Le petit sourire suffisant sur les lèvres d'Adrien fit lever les yeux de Sabine au ciel. Aya regarda entre les deux, un peu blessée qu'Adrien ait reprit la conversation en français, l'excluant involontairement – ou volontairement ? – de leur échange. Son portable vibra alors elle s'excusa, non sans lancer un regard assassin à son petit-ami. Adrien ne le vit qu'à moitié et se concentra sur Sabine.

« Tu veux un café ? Manger quelque chose ?

- C'est gentil Adrien. Mais je ne vais pas tarder et rejoindre Tom.

- Je suis désolé de ne pas avoir pu venir hier. »

Les sourires se fanèrent légèrement. Le regard de Sabine devint plus doux, plus maternel.

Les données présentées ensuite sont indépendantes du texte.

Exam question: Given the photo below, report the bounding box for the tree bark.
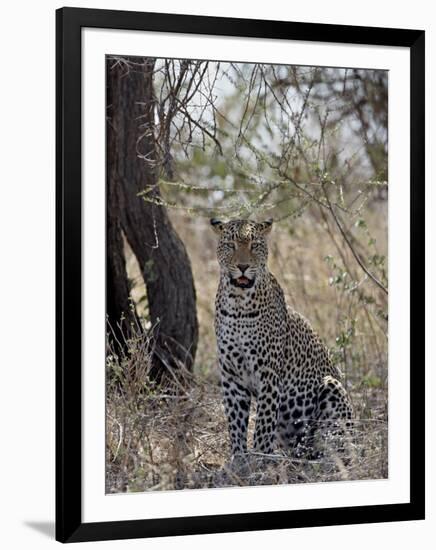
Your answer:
[107,57,198,378]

« On comprend. Tu nous as manqué mais on comprend parfaitement. Rassura-t-elle. Et sincèrement… je crois que Mari' avait besoin d'un peu d'espace. »

Elle avait hésité à ajouter cette dernière partie. Mais elle savait que Mari' et Adrien se disaient tout. C'était une règle qu'ils s'étaient établi après le premier vrai fiasco qui avait suivi leur première séparation. Ils avaient trop souffert des non-dits qui ont finis par une soirée qui les avait brisés tous les deux. Elle ne se souvenait que trop bien dans l'état qu'était Marinette après cette soirée et son cœur se vrillait encore sur lui-même en y pensant. Alors, elle aussi serait franche avec lui. Les mots attristèrent Adrien. Son regard se voila d'un quelque chose qu'elle n'arrivait pas à déterminer.

« Elle… elle va bien ?

- Autant que toi j'ai l'impression. »

Ce n'était pas une critique. Juste une parole d'une femme inquiète. Elle le couva du regard. Il jeta un coup d'œil dans la direction où était partie Aya. Lorsqu'il ne le vit pas, il laissa un profond soupir s'échapper de ses lèvres.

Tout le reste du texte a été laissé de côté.